Friday, October 14, 2016

A 48 Year Old Patient With Breathlessness And Ankle Swelling



You are seeing a 48 year old patient in your clinic who has a 3 month history of progressive exertional dyspnoea, fatigue and peripheral edema. He has been generally fit and without prior medical history. He mentions his father died in his forties due to 'large heart'. He is not taking any medications and you start furosemide 40 mg once daily.
Regarding the case answer the following questions:

Q 1. What further questions you should ask in history? 

Answer: Ask about:
• Chest pain: if present, does this sound like ischemic cardiac pain or like pleurisy?
• Cough/sputum: has it been present and has there been haemoptysis?
• Wheeze: note that this is not synonymous with airway disease. It may occur in pulmonary oedema when it is known as ‘cardiac asthma’.
• Recurrent asthma/bronchitis or any other respiratory problem.
• Smoking, which is obviously a substantial risk factor for both chronic airway disease and ischaemic heart disease.
• Alcohol intake, which is a risk factor for cardiomyopathy. Ask: ‘How much alcohol do you drink now? Have you ever been a heavy drinker in the past?’
• Previous BP measurements: untreated hypertension can lead to left ventricular failure.
• Previous cardiac surgery might be suggestive of impaired left ventricular function or constrictive pericarditis

Q 2 . List The Differential Diagnosis for a patient with breathlessness and ankle swelling? 

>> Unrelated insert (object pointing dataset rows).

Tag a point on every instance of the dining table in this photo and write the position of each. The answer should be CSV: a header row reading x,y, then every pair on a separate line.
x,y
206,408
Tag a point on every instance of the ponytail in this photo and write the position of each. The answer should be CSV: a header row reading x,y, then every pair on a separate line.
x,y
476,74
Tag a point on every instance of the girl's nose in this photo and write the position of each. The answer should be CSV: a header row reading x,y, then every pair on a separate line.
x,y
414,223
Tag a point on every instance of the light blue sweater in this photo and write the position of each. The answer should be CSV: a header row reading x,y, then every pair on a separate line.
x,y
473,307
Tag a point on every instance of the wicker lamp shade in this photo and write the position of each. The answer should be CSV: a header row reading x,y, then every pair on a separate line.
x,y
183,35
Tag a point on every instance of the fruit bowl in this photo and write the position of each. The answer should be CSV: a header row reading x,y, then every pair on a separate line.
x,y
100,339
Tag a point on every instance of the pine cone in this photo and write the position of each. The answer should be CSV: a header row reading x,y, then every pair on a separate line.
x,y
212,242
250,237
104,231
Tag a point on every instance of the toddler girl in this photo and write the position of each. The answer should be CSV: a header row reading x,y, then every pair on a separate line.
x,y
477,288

Answer: Differential Diagnosis


1. Cardiac Causes:

  • Left ventricular dysfunction
  • Valvular heart disease
  • Pericardial effusion/constriction
  • Cyanotic congenital heart disease
  • High-output cardiac failure secondary to anaemia

2. Pulmonary Causes:

  • Chronic airway or parenchymal lung disease (cor pulmonale)
  • Chronic, repeated pulmonary embolism (PE)
  • Primary pulmonary hypertension

3. Gastrointestinal Causes:

  • Liver failure
  • Protein-losing enteropathy

4. Renal Causes:

  • Nephrotic syndrome
  • Chronic renal failure

5. Endocrine:

  •  Hypothyroidism
Q 3. What initial investigations would you perform? 

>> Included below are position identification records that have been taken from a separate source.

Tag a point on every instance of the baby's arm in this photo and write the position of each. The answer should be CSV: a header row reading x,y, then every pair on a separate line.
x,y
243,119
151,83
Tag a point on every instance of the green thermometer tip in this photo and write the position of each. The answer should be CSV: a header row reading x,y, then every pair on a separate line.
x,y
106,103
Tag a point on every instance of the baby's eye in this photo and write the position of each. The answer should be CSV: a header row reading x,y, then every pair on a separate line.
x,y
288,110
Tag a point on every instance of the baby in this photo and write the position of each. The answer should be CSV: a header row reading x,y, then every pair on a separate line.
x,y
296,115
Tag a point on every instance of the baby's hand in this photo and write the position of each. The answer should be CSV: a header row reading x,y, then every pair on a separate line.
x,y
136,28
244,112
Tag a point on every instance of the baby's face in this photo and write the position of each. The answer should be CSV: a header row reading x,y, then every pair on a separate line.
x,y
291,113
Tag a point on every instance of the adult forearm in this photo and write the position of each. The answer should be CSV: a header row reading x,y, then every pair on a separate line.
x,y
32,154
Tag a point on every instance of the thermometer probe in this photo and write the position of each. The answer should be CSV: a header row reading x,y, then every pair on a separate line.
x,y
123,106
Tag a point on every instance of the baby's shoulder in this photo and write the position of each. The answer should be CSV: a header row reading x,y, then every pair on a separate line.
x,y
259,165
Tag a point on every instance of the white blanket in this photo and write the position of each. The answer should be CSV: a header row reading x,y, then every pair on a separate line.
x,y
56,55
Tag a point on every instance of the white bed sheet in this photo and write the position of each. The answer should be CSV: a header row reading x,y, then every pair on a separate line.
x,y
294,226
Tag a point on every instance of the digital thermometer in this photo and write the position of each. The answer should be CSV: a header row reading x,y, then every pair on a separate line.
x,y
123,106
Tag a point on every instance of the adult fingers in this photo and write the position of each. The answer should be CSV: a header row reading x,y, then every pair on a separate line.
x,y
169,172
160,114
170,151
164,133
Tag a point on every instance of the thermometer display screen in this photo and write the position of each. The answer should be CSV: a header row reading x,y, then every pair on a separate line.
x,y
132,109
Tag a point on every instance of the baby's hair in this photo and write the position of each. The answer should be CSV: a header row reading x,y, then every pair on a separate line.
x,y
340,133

Answer: Basic workup after detailed history and physical examination should include: 

1. ECG:  A routine ECG is very helpful. If it is completely normal, then a diagnosis of chronic heart failure is unlikely. Other abnormalities may help elucidate the etiology of the patient’s symptoms.
• A dominantly negative P wave in lead V1, reflecting left atrial hypertrophy, is an indirect sign of left heart dysfunction 
• Right ventricular hypertrophy (right bundle-branch block with dominant R waves in V1) secondary to any cause of pulmonary hypertension.
• Low voltages and electrical alternans, which occur with a large pericardial effusion.

2. Chest radiograph: 
• a large heart should prompt echocardiography 
• check for signs of pulmonary oedema;
• if heart size is normal, inspect the lung fields closely for evidence of chronic obstructive airway disease or parenchymal lung disease;
• if the heart size and lung fields are both normal, consider PE or pericardial constriction.

3. Blood tests: Check CBC, electrolytes and renal, liver and thyroid function tests.

4. Urinalysis: this simple test helps in identifying proteinuria. 
If there is significant proteinuria on dipstick testing (>2+), then nephrotic syndrome is possible. In this case check serum albumin and urinary albumin/creatinine ratio or 24-hour urinary protein
excretion. Remember that proteinuria of up to 1 g/day (occasionally more) can be caused by severe cardiac failure.

5. Echocardiography: This is most useful for excluding significant valvular or left ventricular
disease. If a pericardial effusion is found, then careful clinical and echocardiographic assessment is
required to judge whether this is contributing to his symptoms.
Assessment of right heart function is largely subjective, but reasonably accurate indirect measurements of pulmonary artery systolic pressure can be obtained. Echocardiography may suggest pericardial constriction or restrictive cardiomyopathy, which requires cardiac catheterisation for
confirmation.

6. Other tests: Other more specialist investigations may be required and will be directed by the clinical features and initial investigations. These include cardiac catheterisation (for coronary artery
anatomy and valvular dysfunction) and spiral CT (for PE).